Risk factors for the impairment of glucose homeostasis	baseline and monthly till End of Study	information on age, sex, ethnicity, BMI, metabolic syndrome (hypertension, dyslipidemia, hypertrygliceridemia), chronic use of steroids, use of immunosuppressive drugs, growth hormonal deficit will be collected on a monthly basis till end of study
change on insulin secretion and sensitivity	baseline and every 6 months measurement of 2hr Glucose OGTT	Change in insulin secretion and insulin sensitivity at every measurement versus screening. Stumvol Formula will be applied to values of 2hr glucose OCTT to calucolate insulin secretion and insulin sensitivity. After a 12-hour overnight fasting, at zero time (baseline) blood sample will be drawn and afterwards patients will receive a glucose-equivalent oral challenge (75 grams). After glucose loading plasma samples will be drawn at 30, 60, 90, 120 minutes for determination of insulin concentration.
Measurement of thyroid hormones TSH and FT4	baseline and every 12 months	Changes in plasma levels of TSH and FT4 at every measurement versus screening. Blood samples will be drawn from the patient at baseline and every 12 month till end of study and plansa concentration of thyroid hormons TSH and FT4 will be assessed.
Changes in endocrine funcionts parameters	baseline and monthly till EOS	- Female patients will be assessed for the presence or absence of menses every month versus baseline .Use of current hormonal replacing therapy, if any (e.g. thyroxin therapy for patients with non-compensated hypothyroidism, hormonal replacement drugs for hypogonadal patients) will be checked on a monthly basis versus baseline
Glucose of OGTT ( AUC)	baseline and every 6 months measurement of 2hour Glocose of OGTT	change in of glucose metabolism during deferasirox treatment measuring the change versus baseline of 2-hr and fasting glucose plasma level of OGTT.After a 12-hour overnight fasting, at zero time (baseline) blood sample will be drawn and afterwards patients will receive a glucose-equivalent oral challenge (75 grams). After glucose loading plasma samples will be drawn at 30, 60, 90, 120 minutes for determination of plasma glucose . This will be repeated every 6 months till end of study
Changes in parameters of bone metabolism	baseline, monthly or every 6 months till end of study	- Blood samples wiil be drawn to measure levels of serum calcium, phosphorus, alkaline phosphatase, vitamin D levels (25-hydroxycholecalciferol), serum calcium, parathormone (intact 1-84 PTH) from baseline to the end of study.

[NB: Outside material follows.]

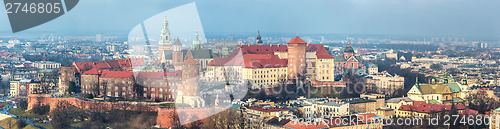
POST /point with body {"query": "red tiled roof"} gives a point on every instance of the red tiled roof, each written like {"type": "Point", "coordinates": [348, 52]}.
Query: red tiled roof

Blood samples will be drawn to assess also Vitamin D and parathormone at baseline and then every six months. The intact parathormone will be assessed by evaluating the 1-84 PTH form. Inorganic phosphorus, serum calcium will be assessed at baseline and then monthly; alkaline phosphatase will be evaluated at baseline, every two weeks during the first month of treatment and monthly thereafter till EOS.